@rish
most people should be looking at prediction markets for news, not necessarily betting on them
I read somewhere that @barmstrong said prediction markets benefit from insiders betting (not sure if he actually said that or was made up).
If he did, I think he is right.
- prediction markets aren’t securities; they’re event contracts where payouts depend on outcomes, not managerial effort
- insiders betting on prediction markets exposes truth faster to the world than waiting on traditional announcements
- information has a price, prediction markets allow insiders to monetize their information (whether you like it or not)
unless you have insider information to know the outcome of the market, betting on prediction markets is the same as gambling. there's nothing wrong with it, gambling can be fun (people play poker with friends) but it's good to be honest about it. Without added info, there's no added edge.
However, as truth seeking machines, it's great to observe them and know the future. They are essentially, and obviously, time machines. It's funny in the sense that if someone had decided to build a time machine 20 years ago, they would not have predicted gambling as a tradeoff on the other end.
one can argue "they normalize gambling" etc. however I don't think there's any reason to blame prediction markets solely for it. they are just the type of new market that went mainstream recently. humans have consistently increased the number of markets they have access to and have gambled on them.

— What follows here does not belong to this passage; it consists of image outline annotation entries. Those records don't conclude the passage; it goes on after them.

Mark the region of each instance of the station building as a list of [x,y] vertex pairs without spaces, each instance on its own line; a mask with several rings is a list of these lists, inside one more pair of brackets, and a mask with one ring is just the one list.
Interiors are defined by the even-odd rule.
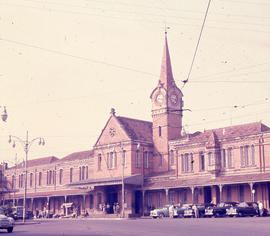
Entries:
[[[160,78],[150,94],[152,122],[111,109],[93,149],[27,163],[27,209],[51,214],[148,214],[165,204],[262,201],[269,206],[270,128],[261,122],[184,133],[183,94],[165,34]],[[150,110],[150,108],[149,108]],[[23,205],[23,163],[2,174],[2,203]],[[16,191],[15,191],[16,190]]]

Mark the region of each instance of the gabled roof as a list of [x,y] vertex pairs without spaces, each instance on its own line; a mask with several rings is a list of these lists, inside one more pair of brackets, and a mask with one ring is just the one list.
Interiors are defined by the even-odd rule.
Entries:
[[[47,165],[47,164],[51,164],[55,161],[58,161],[59,159],[55,156],[49,156],[49,157],[42,157],[42,158],[36,158],[33,160],[28,160],[27,161],[27,167],[33,167],[33,166],[39,166],[39,165]],[[24,162],[21,162],[17,165],[16,168],[23,168],[24,167]],[[9,168],[9,169],[13,169],[15,168],[15,166]]]
[[152,142],[152,122],[117,116],[117,120],[132,140]]
[[[270,131],[270,128],[262,124],[261,122],[254,122],[242,125],[228,126],[219,129],[205,130],[203,133],[196,132],[194,134],[188,134],[187,142],[184,143],[188,144],[196,142],[208,142],[209,140],[211,140],[211,136],[213,138],[213,134],[215,135],[215,142],[217,142],[217,140],[256,135],[265,131]],[[187,137],[185,136],[183,137],[183,139],[186,138]]]
[[88,150],[88,151],[82,151],[82,152],[74,152],[66,157],[60,159],[59,161],[74,161],[74,160],[82,160],[82,159],[87,159],[89,157],[92,157],[94,154],[93,150]]

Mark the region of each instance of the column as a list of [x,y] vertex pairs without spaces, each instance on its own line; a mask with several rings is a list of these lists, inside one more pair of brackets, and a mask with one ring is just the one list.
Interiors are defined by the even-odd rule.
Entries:
[[165,194],[166,194],[166,204],[169,204],[169,189],[165,189]]
[[253,189],[254,183],[250,182],[248,184],[250,187],[250,199],[252,202],[254,202],[254,194],[255,194],[255,189]]
[[195,187],[194,186],[192,186],[191,188],[191,202],[192,202],[192,204],[194,204],[194,190],[195,190]]
[[48,210],[48,213],[50,212],[50,197],[47,197],[47,210]]
[[223,185],[222,185],[222,184],[219,184],[219,185],[218,185],[218,188],[219,188],[219,202],[223,202],[223,199],[222,199],[222,189],[223,189]]
[[34,198],[31,198],[31,206],[30,206],[31,211],[34,209]]
[[145,196],[145,190],[142,190],[142,215],[144,216],[144,196]]
[[85,208],[85,198],[86,198],[86,195],[84,194],[83,195],[83,214],[85,215],[85,213],[86,213],[86,208]]

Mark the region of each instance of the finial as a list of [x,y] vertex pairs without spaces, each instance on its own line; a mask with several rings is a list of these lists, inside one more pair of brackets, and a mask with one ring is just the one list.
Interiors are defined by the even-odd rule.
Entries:
[[111,115],[114,116],[115,115],[115,109],[111,108]]
[[169,26],[167,26],[167,24],[165,23],[165,37],[167,37],[167,33],[168,33],[168,29],[170,29],[170,27]]

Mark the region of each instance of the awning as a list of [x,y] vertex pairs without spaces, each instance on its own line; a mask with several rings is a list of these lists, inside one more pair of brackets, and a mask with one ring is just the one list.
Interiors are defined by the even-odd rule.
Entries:
[[142,175],[118,176],[112,178],[88,179],[68,184],[67,187],[93,190],[95,186],[119,185],[124,181],[125,184],[141,186],[143,182]]
[[62,207],[65,207],[65,208],[70,208],[72,206],[73,206],[73,202],[67,202],[67,203],[62,204]]

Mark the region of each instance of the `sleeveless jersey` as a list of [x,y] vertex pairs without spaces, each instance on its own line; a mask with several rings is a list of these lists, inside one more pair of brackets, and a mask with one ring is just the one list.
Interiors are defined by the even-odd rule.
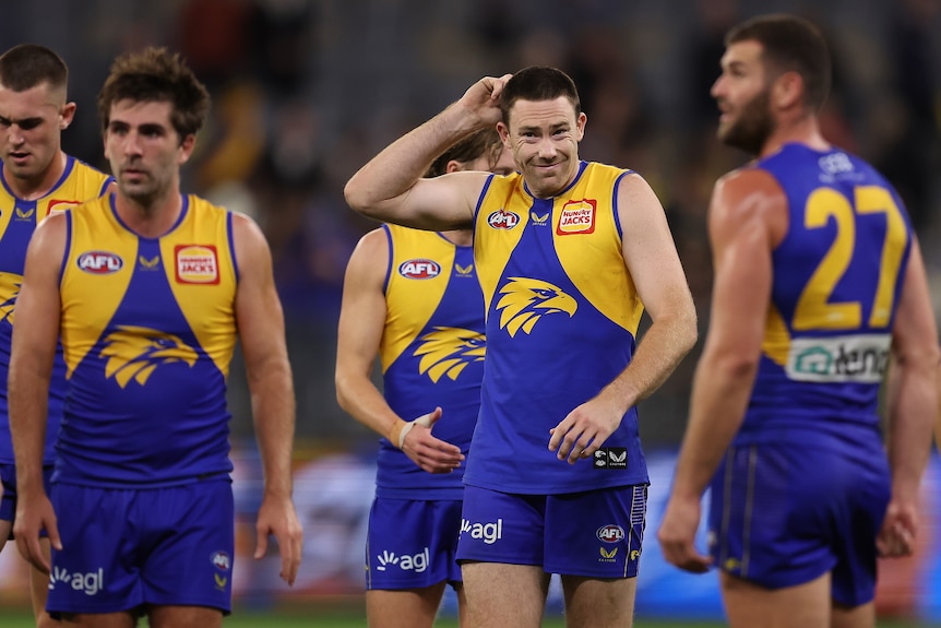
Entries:
[[551,199],[529,194],[519,174],[485,186],[474,252],[488,349],[466,484],[563,494],[648,482],[634,407],[594,460],[570,465],[548,449],[549,429],[634,352],[643,305],[621,253],[616,201],[629,174],[583,162]]
[[171,486],[228,473],[238,283],[231,214],[190,195],[159,238],[114,195],[67,214],[65,412],[53,482]]
[[787,197],[751,402],[736,443],[838,447],[878,431],[878,393],[912,248],[892,187],[839,150],[788,144],[753,167]]
[[[379,352],[385,400],[405,420],[441,406],[434,436],[467,457],[480,407],[486,348],[474,250],[437,233],[396,225],[383,229],[390,251]],[[463,471],[422,471],[383,438],[377,496],[461,499]]]
[[[0,464],[13,464],[13,441],[10,435],[9,408],[7,405],[7,379],[10,367],[10,342],[13,337],[13,320],[16,297],[23,283],[23,266],[26,247],[43,218],[52,212],[64,211],[87,200],[100,197],[111,178],[67,156],[65,170],[49,192],[40,199],[24,201],[13,193],[3,178],[0,163]],[[56,352],[52,379],[49,382],[49,413],[46,426],[46,451],[44,462],[52,462],[52,445],[59,433],[64,399],[65,365],[62,352]]]

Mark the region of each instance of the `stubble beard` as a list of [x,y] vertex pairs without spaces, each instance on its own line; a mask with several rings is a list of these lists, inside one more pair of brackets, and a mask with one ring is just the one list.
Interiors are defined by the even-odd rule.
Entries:
[[741,149],[750,155],[760,155],[774,131],[774,120],[769,112],[767,92],[761,92],[742,107],[739,117],[728,127],[718,129],[718,139],[724,144]]

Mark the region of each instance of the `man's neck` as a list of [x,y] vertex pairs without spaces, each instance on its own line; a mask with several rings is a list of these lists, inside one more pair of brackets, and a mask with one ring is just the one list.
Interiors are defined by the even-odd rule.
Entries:
[[158,238],[169,232],[180,217],[183,199],[178,189],[147,201],[115,194],[118,215],[132,232],[144,238]]

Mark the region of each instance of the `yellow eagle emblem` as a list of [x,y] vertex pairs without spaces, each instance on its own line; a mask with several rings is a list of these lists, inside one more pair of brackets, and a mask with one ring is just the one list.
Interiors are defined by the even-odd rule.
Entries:
[[558,286],[541,280],[510,277],[500,288],[497,309],[500,312],[500,329],[505,329],[514,337],[521,329],[531,333],[536,322],[546,315],[565,312],[575,315],[579,304]]
[[178,336],[135,325],[120,325],[108,334],[99,355],[108,358],[105,377],[114,377],[121,388],[131,378],[144,386],[154,370],[165,364],[183,362],[192,368],[199,357]]
[[472,362],[480,362],[487,351],[483,333],[456,327],[436,327],[419,339],[421,344],[413,355],[421,356],[418,371],[428,374],[438,383],[441,376],[457,379],[461,371]]
[[16,273],[0,273],[0,321],[13,324],[13,309],[16,307],[16,297],[20,296],[20,286],[23,277]]

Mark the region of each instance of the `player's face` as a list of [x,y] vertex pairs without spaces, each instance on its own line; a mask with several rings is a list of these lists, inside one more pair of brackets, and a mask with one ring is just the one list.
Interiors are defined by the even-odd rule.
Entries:
[[718,139],[753,155],[761,153],[774,131],[770,86],[758,42],[730,45],[722,58],[722,74],[712,95],[722,115]]
[[537,198],[561,192],[579,171],[579,142],[585,133],[585,114],[575,116],[571,100],[516,100],[509,127],[497,130],[513,153],[516,168]]
[[111,105],[105,156],[121,193],[142,205],[176,192],[180,166],[192,153],[192,135],[180,141],[171,111],[165,100],[123,99]]
[[8,175],[41,179],[58,156],[62,129],[72,121],[75,105],[64,93],[41,83],[25,92],[0,85],[0,158]]

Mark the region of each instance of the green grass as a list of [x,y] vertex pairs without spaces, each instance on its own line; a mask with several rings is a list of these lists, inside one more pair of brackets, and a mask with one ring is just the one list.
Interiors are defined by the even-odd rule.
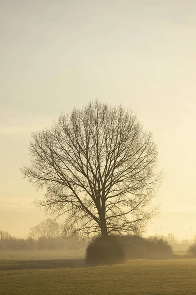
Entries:
[[85,266],[81,259],[0,263],[0,295],[196,295],[196,259],[132,260],[83,268],[77,268]]

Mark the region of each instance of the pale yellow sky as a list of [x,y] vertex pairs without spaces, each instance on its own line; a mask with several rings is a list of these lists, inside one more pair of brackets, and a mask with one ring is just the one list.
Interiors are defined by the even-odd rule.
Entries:
[[45,218],[19,170],[31,132],[98,97],[132,108],[157,143],[166,177],[147,233],[192,238],[195,0],[9,0],[0,14],[0,229],[27,235]]

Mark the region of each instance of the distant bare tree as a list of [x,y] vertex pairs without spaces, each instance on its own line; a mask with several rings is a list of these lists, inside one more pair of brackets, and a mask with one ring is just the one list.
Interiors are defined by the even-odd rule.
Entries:
[[71,236],[139,234],[155,214],[157,147],[132,111],[91,102],[34,133],[29,150],[22,171]]
[[38,240],[39,238],[51,239],[60,237],[60,224],[51,219],[46,219],[30,229],[29,237]]

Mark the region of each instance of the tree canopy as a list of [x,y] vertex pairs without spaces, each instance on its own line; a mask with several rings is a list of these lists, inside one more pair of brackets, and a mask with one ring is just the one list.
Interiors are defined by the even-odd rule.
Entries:
[[139,234],[156,212],[157,148],[131,110],[91,102],[34,132],[29,150],[22,172],[71,236]]

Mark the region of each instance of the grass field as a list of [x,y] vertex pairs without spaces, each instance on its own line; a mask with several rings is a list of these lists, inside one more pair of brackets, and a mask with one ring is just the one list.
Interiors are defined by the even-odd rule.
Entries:
[[35,252],[35,258],[26,253],[23,259],[22,252],[17,258],[1,253],[0,295],[196,295],[196,259],[88,267],[82,253],[74,253],[74,258],[70,251],[58,259],[54,253]]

Imagine not having equity or commodity markets. Someone in the 1500s might have resisted against them for the same reasons. Kids born today will not find prediction markets any weirder than we find equity markets.
We still have to teach kids about the risk of gambling ofc. It's possible to gamble on equities and it's possible to gamble on predictions. The options available have increased but the fundamentals are the same.
Time machines are cool. Worth being picky about which markets you bet on.